La Liberté

Faux pas, faut pas!

Faux pas, faut pas!
Faux pas, faut pas!

Yves- Alexandre Thalmann

Publié le 23.07.2021

Temps de lecture estimé : 2 minutes

Opinion

Les réseaux sociaux promettaient la libération autant que la libéralisation de la parole. Grâce à eux, tout le monde pourrait donner son avis, non plus seulement les personnes autorisées, les prétendus experts. Une révolution souhaitable pour le bien de chacune et chacun.

Sauf que la réalité est bien différente. L’hégémonie de la parole libre et libérée se traduit paradoxalement par une crainte de s’exprimer et une autocensure de plus en plus marquée. En effet, le moindre faux pas, ou ce qui pourrait être interprété comme tel, peut donner lieu à un lynchage en règle sur le Net tant le terrain des idées est aujourd’hui miné. Chaque parole, chaque tweet, chaque image postée peut déclencher une déferlante de violence et de haine. J. K. Rowling, la maman d’Harry Potter, en a fait les frais récemment pour avoir ironisé au sujet d’un titre d’article où il était question «des personnes ayant leurs règles». Pour elle, il suffisait de dire: des femmes. Mal lui en a pris: plus d’un million de tweets virulents en réaction à ce propos jugé discriminatoire… Pensons aussi à l’actrice Catherine Deneuve qui a eu le malheur de signer, avec une centaine d’autres femmes, une tribune dans le journal Le Monde considérant que «la drague insistante ou maladroite n’est pas un délit, ni la galanterie une agression machiste». Ou encore l’acteur français Omar Sy, rendu célèbre pour son rôle mémorable dans le film Intouchables, accusé de racisme suite à une vidéo humoristique dans laquelle il imitait l’artiste africaine Aya Nakamura.

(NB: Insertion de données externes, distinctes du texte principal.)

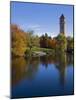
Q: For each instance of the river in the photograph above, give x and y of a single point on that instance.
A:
(42, 76)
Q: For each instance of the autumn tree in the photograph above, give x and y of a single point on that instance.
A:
(61, 44)
(19, 42)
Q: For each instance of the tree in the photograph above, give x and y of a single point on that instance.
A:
(19, 42)
(61, 44)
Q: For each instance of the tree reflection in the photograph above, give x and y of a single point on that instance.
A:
(61, 63)
(23, 68)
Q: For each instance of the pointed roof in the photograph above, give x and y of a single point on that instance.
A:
(62, 16)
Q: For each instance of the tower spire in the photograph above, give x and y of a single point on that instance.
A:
(62, 24)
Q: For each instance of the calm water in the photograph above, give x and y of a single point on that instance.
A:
(42, 76)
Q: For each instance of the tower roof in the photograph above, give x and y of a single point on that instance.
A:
(62, 16)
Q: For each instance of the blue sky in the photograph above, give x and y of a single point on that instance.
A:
(42, 18)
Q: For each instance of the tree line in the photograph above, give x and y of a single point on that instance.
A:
(21, 41)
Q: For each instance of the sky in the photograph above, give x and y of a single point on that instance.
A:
(42, 18)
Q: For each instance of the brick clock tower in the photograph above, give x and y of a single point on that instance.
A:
(62, 24)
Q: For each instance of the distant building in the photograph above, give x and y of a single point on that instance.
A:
(62, 24)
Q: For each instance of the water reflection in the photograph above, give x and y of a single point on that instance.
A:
(27, 68)
(23, 68)
(37, 70)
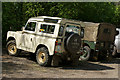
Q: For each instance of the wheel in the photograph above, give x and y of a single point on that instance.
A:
(85, 54)
(73, 43)
(12, 49)
(43, 58)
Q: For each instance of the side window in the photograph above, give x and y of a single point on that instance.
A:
(45, 28)
(31, 26)
(107, 31)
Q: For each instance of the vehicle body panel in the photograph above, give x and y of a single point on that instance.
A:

A chaque fois, c’est le même scénario qui se répète: des personnes touchées dans leur sensibilité réagissent à vif sur les réseaux sociaux, créant un effet boule de neige qui a tôt fait de susciter un tollé. Résultat: la parole qui se voulait libérée se trouve de plus en plus censurée, non pas par une instance gouvernementale ou religieuse externe, mais par les individus eux-mêmes qui en sont à l’origine. On préfère se taire et ne plus s’exposer que risquer l’opprobre et la vindicte populaire pour un mot de travers ou une idée qui pourrait déplaire à certains et certaines ou, pire, les offusquer. Qui peut supporter sans états d’âme de se faire blâmer, critiquer vertement, dénigrer, voire menacer par des centaines ou des milliers d’inconnus?

Les réseaux sociaux nous promettaient un espace de parole où chacun pourrait s’exprimer librement. Il semble que ce projet relève d’une utopie cachant une réalité bien plus prosaïque: ce qui pourrait déplaire ne serait-ce qu’à une poignée de gens doit absolument être tu, au risque de générer une campagne de dénigrement difficile à encaisser. En embuscade derrière les likes gratuits, marques de mépris et commentaires humiliants sont toujours prêts à être dégainés au moindre faux pas, rendant la tâche des influenceurs et autres Youtubeurs délicate et risquée. C’est sans doute une des raisons qui poussent de plus en plus d’internautes à déserter des réseaux ouvertement antisociaux et à fermer leurs comptes… Rideau!